MIAMI—Dual-antiplatelet therapy (DAPT) cessation after stent implantation within one year was associated with an increased risk for all adverse events, an association that was strongest in the first seven days and attenuated after 30 days, according to the one-year results of the PARIS registry, presented Oct. 22 at the annual Transcatheter Cardiovascular Therapeutics (TCT) conference.
Current guidelines from the American College of Cardiology/American Heart Association (ACC/AHA) recommend 30 days DAPT following placement of a bare-metal stent (BMS) and one year following placement of a drug-eluting stent (DES). In patients with acute coronary syndrome (ACS), 12 months of DAPT is recommended regardless of stent type.
Premature discontinuation of DAPT within the first six months after DES has been associated with an increased risk of stent thrombosis, explained principal investigator Roxana Mehran, MD, director of interventional cardiovascular research and clinical trials at the Zena and Michael A. Wiener Cardiovascular Institute at Mount Sinai School of Medicine in New York City. However, the optimal duration of DAPT has not been precisely determined, nor has the mode of and circumstances around nonadherence to DAPT previously been studied.
The multicenter, multinational, observational PARIS Registry (Patterns of Non-Adherence to Anti-Platelet Regimens In Stented patients: An observational single arm study) followed 5,033 patients from 15 centers in five countries for approximately 24 months post-stent implantation (both DES and BMS).
The researchers determined three modes of DAPT cessation:
- Discontinuation: Patients discontinued use of DAPT based on the recommendation of their physician who felt the patient no longer needed therapy.
- Interruption: Patients interrupted DAPT use on a voluntary basis and under guidance and recommendation of their physician due to need for surgery. DAPT was to be reinstituted within 14 days.
- Disruption: Patients disrupted DAPT due to bleeding or nonadherence, which included use of DAPT at lower dose levels than prescribed.

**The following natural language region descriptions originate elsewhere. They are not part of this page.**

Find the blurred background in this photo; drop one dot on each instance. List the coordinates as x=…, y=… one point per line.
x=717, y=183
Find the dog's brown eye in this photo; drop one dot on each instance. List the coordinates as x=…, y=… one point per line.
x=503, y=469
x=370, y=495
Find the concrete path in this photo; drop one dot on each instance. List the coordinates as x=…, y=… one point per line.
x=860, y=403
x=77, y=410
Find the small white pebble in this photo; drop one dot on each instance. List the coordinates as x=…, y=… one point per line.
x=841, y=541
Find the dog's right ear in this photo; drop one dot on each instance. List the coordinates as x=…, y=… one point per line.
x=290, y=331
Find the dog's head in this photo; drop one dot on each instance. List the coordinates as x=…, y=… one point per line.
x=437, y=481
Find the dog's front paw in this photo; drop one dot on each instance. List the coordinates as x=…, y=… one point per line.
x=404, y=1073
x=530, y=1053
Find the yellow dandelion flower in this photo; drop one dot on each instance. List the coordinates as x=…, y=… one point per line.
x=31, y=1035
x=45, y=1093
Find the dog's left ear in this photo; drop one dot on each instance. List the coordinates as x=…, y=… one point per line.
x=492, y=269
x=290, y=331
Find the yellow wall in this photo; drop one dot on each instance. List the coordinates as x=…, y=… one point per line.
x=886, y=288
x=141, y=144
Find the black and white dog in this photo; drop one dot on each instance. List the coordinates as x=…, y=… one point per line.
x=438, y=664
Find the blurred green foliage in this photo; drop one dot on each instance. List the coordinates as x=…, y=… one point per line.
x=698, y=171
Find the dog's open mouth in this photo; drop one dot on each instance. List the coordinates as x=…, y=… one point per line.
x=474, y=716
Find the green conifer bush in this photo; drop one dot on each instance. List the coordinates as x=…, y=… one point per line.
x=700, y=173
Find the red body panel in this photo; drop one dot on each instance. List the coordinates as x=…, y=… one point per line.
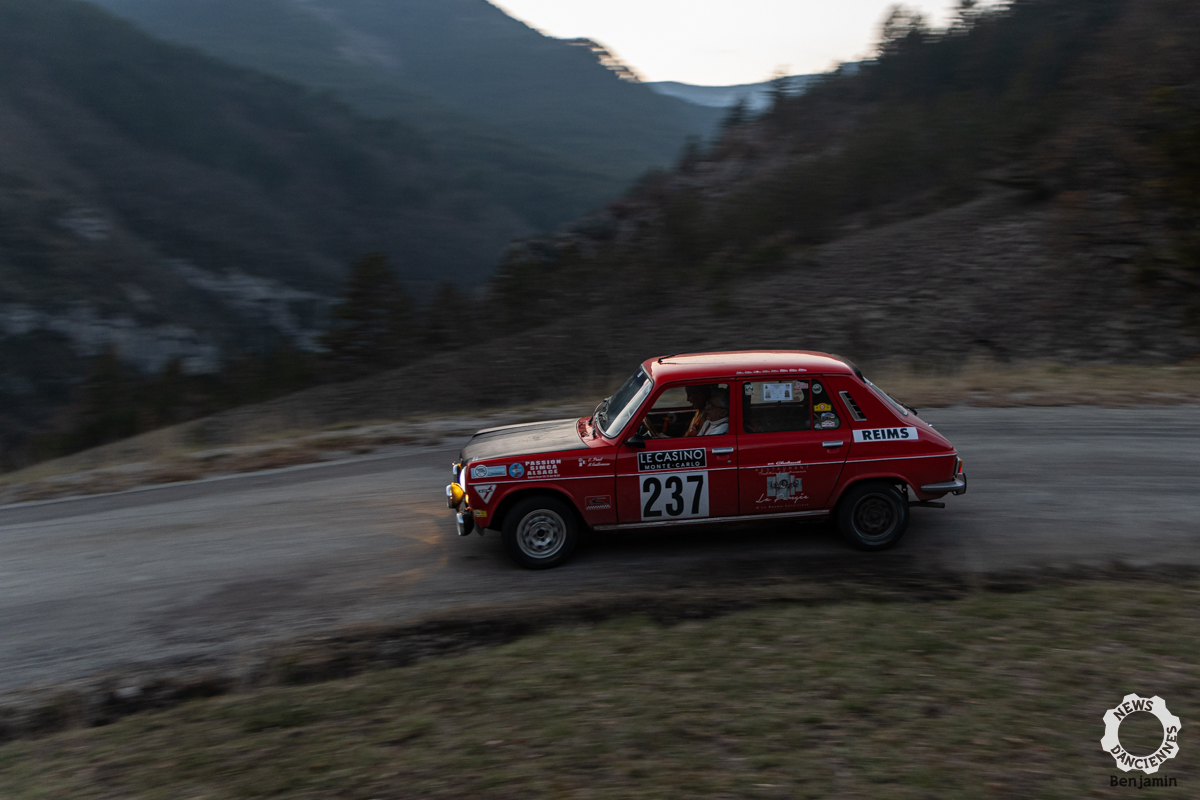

In this analysis, the researchers included any participants with DAPT cessation due to interruption or disruption. Adherent subjects were those who remained on DAPT at one year or those who stopped DAPT due to physician-guided recommendations.
The 30-day findings from PARIS were presented at last year’s TCT conference in San Francisco.
At six months, 11.8 percent of patients were off DAPT, 7.6 percent were classified with disruption or interruption and 4.2 percent had a physician recommend discontinuation. At one year, 19.9 percent of patients were off DAPT, 12.3 percent were classified with disruption or interruption and 7.8 percent had a physician recommend discontinuation.
Among patients stopping DAPT at one year in PARIS, approximately 62 percent were classified as nonadherent by the prespecified PARIS criteria, reported Mehran.
The major adverse events at one year, comparing on DAPT vs. off DAPT use, were death (2.1 vs. 3 percent), target lesion revascularization (4.2 vs. 6.6 percent), spontaneous MI (1.4 vs. 4.8 percent), stent thrombosis (1.9 vs. 2.7 percent), definite/probable stent thrombosis (1 vs. 1.6 percent), major bleeds (1 vs. 9 percent) and major adverse coronary event (6.5 vs. 11 percent).
For the DES patients, the overall event rate at one year, comparing on DAPT vs. off DAPT use, were death (1.6 vs. 2 percent), target lesion revascularization (3.7 vs. 6.3 percent), spontaneous MI (1.2 vs. 4.8 percent), stent thrombosis (1.7 vs. 1.8 percent), definite/probable stent thrombosis (0.8 vs. 1.5 percent), major bleeds (1 vs. 10 percent) and major adverse coronary event (5.5 vs. 9.9 percent).
For the BMS patients, the overall event rate at one year, comparing on DAPT vs. off DAPT use, were death (5.6 vs. 4.7 percent), target lesion revascularization (7.7 vs. 7.1 percent), spontaneous MI (2.9 vs. 4.7 percent), stent thrombosis (4 vs. 3.8 percent), definite/probable stent thrombosis (2.3 vs. 1.5 percent), major bleeds (1 vs. 7.4 percent) and major adverse coronary event (13.6 vs. 12.9 percent).
Risk associated with DAPT cessation following PCI is not uniform but rather varies by underlying mode, according to Roxana, who concluded that this is a “novel finding that might influence practice patterns and risk assessment in post-PCI patients stopping DAPT.”